Enfin aucune conclusion ne saurait être tirée des documents à caractère médical ou évoquant l’état de santé de Mme X (ses pièces 3,4,12,13), quant à l’existence d’une situation de harcèlement ou de discrimination dès lors qu’ils ne contiennent aucune constatation directe et objective sur sa situation au sein de l’entreprise.
L’ensemble des éléments d’appréciation dont la cour dispose ne permet pas de retenir l’existence d’une situation de harcèlement ou de discrimination pouvant être considérée comme à l’origine de l’inaptitude de Mme X.
En l’état de ces constatations, la décision prud’homale en ce qu’elle a écarté la nullité du licenciement et rejeté toutes les demandes à ce titre sera confirmée.
2) Sur l’absence de cause réelle et sérieuse du licenciement
Mme X qui a été déclarée, selon le derniers avis du médecin du travail daté du 23 mai 2016, « Inapte au poste de merchandiser cariste actuellement occupé dans l’entreprise. (') Capacité restante : Pourrait remplir des tâches administratives, activité en bureau, accueil personnes, accueil téléphonique) pour maximum 4 heures par jour dans l’entreprise ou en dehors de l’entreprise », s’est vue proposer par l’employeur le 15 juin 2016, ce qu’elle a refusé, un poste de reclassement à mi-temps en qualité d’assistante accueil à Archamps (74).

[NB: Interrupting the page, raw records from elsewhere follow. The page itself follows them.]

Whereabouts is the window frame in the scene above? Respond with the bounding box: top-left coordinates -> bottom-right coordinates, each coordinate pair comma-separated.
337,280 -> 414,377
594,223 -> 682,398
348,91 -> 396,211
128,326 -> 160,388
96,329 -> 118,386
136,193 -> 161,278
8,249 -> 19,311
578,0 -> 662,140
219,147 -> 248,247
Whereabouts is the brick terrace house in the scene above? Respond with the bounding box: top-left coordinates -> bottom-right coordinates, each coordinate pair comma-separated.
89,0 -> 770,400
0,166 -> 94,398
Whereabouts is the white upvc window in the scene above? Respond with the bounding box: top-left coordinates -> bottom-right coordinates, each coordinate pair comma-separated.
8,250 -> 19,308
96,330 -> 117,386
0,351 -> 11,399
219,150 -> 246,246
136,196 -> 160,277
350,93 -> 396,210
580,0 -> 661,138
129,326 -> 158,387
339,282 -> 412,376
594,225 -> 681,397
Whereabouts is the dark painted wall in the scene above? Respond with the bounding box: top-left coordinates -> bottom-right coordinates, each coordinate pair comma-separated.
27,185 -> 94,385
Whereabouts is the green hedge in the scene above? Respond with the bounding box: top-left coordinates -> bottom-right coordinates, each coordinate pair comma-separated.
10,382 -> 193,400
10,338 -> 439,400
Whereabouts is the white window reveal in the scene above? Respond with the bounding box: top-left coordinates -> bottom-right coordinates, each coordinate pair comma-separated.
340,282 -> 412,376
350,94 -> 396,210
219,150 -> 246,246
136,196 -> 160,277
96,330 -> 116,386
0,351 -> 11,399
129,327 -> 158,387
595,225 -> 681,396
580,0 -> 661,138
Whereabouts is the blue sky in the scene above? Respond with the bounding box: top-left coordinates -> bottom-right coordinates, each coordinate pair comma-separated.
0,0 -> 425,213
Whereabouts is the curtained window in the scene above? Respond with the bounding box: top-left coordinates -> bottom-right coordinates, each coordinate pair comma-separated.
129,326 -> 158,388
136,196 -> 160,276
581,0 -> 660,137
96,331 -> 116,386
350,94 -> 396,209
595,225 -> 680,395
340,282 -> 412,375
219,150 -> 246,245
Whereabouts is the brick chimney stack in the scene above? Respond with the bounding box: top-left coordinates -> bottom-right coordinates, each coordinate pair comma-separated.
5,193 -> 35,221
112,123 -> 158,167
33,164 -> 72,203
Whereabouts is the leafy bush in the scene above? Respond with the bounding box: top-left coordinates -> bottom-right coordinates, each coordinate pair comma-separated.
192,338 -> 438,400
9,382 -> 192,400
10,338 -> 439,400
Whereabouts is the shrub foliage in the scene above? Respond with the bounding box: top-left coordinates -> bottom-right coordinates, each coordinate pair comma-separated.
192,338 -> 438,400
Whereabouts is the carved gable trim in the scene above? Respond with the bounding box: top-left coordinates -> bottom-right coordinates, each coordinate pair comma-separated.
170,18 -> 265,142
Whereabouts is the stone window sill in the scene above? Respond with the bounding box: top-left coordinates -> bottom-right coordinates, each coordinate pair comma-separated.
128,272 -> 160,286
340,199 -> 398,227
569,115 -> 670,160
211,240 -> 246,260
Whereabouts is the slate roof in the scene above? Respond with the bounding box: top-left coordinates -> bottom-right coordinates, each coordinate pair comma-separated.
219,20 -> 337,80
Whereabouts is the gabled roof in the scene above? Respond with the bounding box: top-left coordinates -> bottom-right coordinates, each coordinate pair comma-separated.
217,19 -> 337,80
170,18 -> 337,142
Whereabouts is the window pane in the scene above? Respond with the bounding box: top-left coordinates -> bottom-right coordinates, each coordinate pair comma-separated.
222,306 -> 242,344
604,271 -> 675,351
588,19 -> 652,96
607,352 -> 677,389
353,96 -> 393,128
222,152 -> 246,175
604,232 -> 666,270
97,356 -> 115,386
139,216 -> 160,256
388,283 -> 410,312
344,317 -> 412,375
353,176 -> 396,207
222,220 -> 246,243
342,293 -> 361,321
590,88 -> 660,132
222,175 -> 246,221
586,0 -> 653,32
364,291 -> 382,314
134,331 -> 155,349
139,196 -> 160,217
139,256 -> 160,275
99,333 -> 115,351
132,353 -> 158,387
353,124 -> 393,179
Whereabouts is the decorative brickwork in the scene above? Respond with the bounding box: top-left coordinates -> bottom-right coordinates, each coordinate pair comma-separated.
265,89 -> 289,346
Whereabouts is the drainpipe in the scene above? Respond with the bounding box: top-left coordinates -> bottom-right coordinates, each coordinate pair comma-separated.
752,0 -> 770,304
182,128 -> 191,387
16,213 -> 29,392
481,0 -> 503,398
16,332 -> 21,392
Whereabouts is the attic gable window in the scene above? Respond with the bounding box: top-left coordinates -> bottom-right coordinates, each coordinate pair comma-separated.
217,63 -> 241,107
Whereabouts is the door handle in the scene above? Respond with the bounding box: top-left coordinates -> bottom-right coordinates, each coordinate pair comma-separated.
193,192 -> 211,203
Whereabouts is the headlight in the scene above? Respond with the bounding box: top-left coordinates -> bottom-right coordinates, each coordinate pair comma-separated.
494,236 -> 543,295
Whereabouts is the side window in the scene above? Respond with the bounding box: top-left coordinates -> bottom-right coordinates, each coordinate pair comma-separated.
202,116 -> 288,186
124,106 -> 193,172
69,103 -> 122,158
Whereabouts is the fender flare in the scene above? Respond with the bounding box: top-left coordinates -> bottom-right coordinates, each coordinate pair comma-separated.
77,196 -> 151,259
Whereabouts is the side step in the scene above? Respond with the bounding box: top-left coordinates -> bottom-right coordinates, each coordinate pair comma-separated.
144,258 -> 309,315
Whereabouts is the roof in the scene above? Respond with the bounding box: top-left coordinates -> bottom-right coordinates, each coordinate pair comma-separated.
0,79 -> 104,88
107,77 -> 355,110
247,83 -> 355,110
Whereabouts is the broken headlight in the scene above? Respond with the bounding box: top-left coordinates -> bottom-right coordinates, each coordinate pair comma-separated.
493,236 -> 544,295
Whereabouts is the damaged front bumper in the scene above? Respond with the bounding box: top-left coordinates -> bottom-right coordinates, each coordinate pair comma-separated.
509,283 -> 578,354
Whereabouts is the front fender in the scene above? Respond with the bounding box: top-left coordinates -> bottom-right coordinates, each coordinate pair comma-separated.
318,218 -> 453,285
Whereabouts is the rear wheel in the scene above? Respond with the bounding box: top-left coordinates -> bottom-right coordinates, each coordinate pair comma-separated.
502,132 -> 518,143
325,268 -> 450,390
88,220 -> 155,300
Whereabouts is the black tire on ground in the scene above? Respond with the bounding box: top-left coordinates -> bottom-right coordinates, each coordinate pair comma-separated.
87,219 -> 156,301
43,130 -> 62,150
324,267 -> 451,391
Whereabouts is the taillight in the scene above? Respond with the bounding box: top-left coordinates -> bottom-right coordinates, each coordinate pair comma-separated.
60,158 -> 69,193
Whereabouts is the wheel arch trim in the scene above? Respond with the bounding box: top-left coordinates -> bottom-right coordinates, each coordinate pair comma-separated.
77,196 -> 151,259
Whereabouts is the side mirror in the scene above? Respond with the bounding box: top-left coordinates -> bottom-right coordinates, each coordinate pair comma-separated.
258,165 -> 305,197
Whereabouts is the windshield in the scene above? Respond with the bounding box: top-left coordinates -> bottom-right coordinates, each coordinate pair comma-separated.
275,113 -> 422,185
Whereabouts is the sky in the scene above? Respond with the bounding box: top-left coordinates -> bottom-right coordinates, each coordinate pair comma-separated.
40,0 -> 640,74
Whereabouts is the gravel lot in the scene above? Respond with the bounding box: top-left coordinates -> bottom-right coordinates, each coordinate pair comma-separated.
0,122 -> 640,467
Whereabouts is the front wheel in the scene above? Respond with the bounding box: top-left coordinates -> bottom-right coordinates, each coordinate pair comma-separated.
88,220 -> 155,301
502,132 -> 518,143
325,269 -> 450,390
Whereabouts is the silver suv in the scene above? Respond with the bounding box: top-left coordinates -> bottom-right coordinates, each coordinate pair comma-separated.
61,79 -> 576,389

Si la salariée qualifie dans ses écritures cette proposition de reclassement de « simulacre » (page 7), elle n’explicite ni ne soutient, en quoi la mise en oeuvre de l’obligation de reclassement aurait été insuffisante au regard ,notamment, de la structure et de l’activité de l’entreprise.
Il n’y a donc pas lieu, en l’absence de toute autre irrégularité invoquée, de tenir, subsidiairement, le licenciement pour dépourvu de cause réelle et sérieuse.

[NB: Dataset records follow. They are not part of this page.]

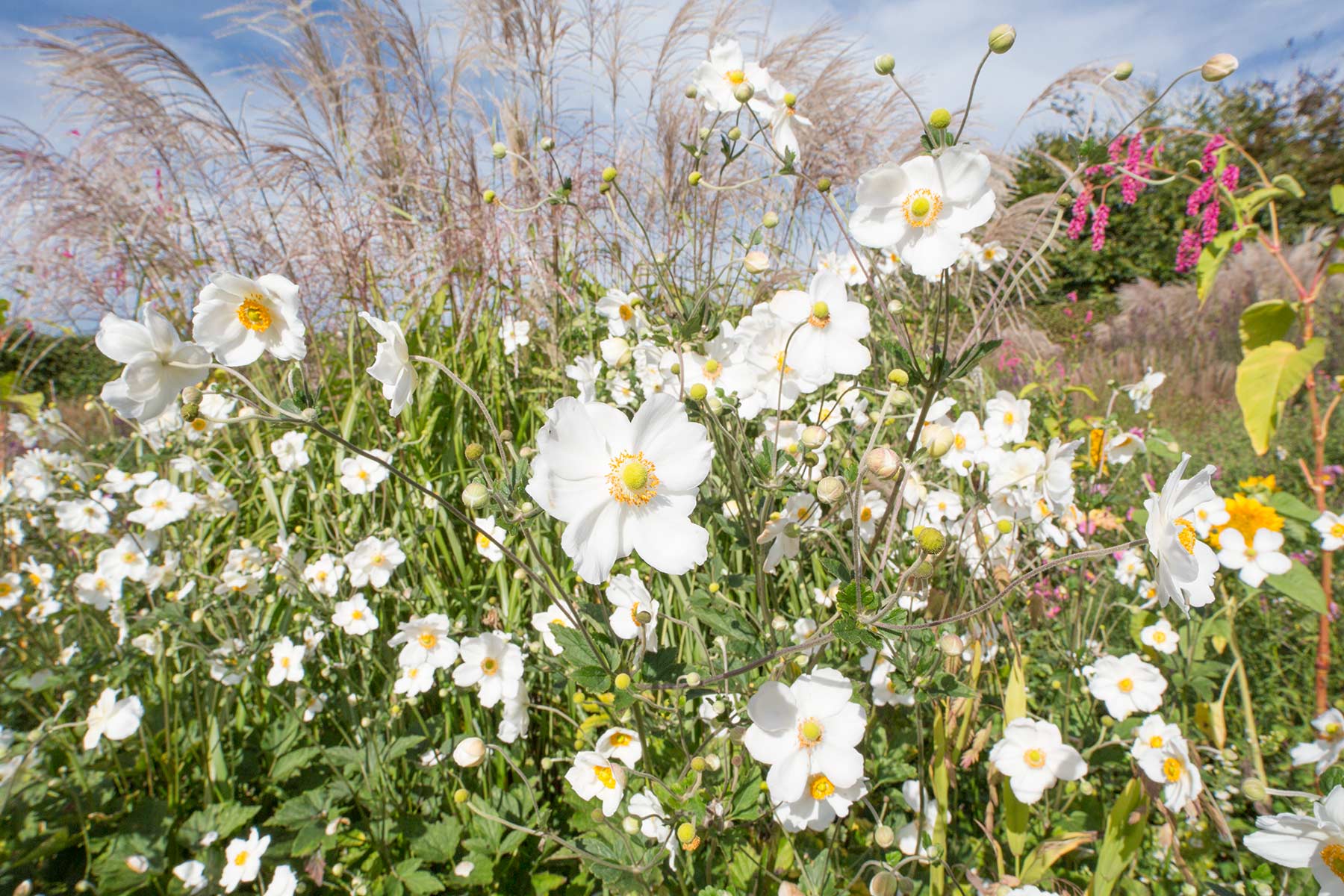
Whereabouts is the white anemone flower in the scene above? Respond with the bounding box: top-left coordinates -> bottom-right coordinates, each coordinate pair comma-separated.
606,572 -> 659,653
1290,706 -> 1344,775
770,271 -> 872,385
1139,740 -> 1204,812
1144,454 -> 1218,615
84,688 -> 145,750
850,144 -> 995,277
191,271 -> 308,367
94,305 -> 210,420
691,40 -> 771,116
564,750 -> 626,818
1242,785 -> 1344,896
527,392 -> 714,585
359,311 -> 417,417
1218,529 -> 1293,588
219,827 -> 270,893
1087,653 -> 1166,721
989,719 -> 1087,806
742,668 -> 867,803
453,632 -> 523,708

3) Sur les autres demandes
Le licenciement pour inaptitude non professionnelle étant, aux termes de l’article L 1226-4 du code du travail, privatif de toute indemnité de préavis, le rejet de cette demande sera confirmé.
La SARL Les jardins de Pontault Combault ne contestant pas dans ses écritures d’appel ses condamnations au titre du solde d’indemnité de licenciement et de la délivrance des documents de fin de contrat, la décision prud’homale sera confirmée sur ces points.

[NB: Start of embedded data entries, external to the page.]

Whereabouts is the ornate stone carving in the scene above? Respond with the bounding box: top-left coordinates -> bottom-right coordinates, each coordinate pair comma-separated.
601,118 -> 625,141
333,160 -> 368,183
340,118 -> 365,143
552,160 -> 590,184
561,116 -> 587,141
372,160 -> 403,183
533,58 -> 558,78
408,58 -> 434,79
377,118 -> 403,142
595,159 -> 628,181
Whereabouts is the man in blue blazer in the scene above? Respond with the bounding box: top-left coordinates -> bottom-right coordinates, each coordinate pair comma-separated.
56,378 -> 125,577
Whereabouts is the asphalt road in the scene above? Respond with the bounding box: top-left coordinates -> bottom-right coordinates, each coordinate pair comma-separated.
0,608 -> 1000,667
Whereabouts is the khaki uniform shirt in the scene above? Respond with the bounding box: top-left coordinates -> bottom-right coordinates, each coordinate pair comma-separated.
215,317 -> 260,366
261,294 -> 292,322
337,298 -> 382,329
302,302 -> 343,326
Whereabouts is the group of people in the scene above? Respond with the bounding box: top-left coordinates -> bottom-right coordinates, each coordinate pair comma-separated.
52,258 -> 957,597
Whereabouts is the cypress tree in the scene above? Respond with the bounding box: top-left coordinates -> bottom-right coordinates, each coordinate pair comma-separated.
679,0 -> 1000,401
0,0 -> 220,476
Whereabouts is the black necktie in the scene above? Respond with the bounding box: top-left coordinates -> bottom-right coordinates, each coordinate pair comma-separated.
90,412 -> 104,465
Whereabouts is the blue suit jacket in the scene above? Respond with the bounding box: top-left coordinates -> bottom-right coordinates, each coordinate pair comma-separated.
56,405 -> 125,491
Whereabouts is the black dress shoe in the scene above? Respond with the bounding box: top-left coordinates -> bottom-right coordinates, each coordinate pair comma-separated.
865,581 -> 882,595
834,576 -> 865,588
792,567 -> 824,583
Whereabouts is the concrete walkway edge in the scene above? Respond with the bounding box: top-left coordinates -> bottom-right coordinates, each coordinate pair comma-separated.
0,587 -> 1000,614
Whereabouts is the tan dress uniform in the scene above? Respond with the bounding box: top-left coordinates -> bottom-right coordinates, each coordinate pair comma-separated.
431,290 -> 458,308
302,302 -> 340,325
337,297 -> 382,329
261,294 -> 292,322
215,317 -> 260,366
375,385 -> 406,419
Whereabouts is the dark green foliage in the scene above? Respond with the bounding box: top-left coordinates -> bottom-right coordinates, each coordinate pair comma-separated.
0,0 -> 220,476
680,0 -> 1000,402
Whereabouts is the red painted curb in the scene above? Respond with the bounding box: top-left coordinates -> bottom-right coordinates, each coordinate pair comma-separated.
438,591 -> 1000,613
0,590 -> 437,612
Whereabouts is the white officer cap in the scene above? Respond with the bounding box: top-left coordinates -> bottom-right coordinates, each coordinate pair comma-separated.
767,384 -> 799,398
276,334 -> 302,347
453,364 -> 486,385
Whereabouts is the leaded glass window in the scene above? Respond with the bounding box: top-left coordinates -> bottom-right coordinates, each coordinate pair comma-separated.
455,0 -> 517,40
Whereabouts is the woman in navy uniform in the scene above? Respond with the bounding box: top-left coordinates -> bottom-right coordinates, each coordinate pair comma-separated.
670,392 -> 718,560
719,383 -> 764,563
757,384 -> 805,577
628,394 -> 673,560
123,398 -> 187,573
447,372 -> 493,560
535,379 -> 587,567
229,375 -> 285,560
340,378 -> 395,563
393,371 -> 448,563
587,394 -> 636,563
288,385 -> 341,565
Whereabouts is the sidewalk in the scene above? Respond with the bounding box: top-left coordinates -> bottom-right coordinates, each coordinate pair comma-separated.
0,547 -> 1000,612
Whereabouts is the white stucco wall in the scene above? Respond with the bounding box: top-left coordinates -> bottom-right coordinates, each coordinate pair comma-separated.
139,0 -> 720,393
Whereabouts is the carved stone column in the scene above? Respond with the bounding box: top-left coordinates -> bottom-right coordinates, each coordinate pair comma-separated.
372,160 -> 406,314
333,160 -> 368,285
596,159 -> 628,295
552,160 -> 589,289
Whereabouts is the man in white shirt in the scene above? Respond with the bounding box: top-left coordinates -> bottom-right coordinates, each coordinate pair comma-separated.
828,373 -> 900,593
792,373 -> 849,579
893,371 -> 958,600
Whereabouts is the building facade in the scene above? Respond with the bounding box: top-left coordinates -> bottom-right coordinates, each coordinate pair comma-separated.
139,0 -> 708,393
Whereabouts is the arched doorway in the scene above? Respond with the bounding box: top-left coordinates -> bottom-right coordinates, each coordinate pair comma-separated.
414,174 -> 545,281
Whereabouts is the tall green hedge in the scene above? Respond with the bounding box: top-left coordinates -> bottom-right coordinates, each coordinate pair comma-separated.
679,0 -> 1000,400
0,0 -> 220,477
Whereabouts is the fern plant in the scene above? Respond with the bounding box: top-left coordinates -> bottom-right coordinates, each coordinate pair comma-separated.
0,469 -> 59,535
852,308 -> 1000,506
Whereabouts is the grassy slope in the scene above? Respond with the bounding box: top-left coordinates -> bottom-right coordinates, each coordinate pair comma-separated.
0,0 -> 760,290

Il y a également lieu d’approuver les premiers juges en ce qu’il ont alloué à Mme X 1 200 euros en application de l’article 700 du code de procédure civile. L’équité n’exige pas, en revanche, qu’il lui soit alloué une indemnité complémentaire à ce titre en cause d’appel.
Les entiers dépens seront laissés à la charge de la SARL Les jardins de Pontault Combault qui succombe partiellement à l’instance.
PAR CES MOTIFS
La Cour,
Confirme le jugement du conseil de prudhommes de Melun du 9 juillet 2018 en toutes ses dispositions ;
Rejette toute demande plus ample ou contraire ;
Laisse les dépens de première instance et d’appel à la charge de la SARL Les jardins de Pontault Combault.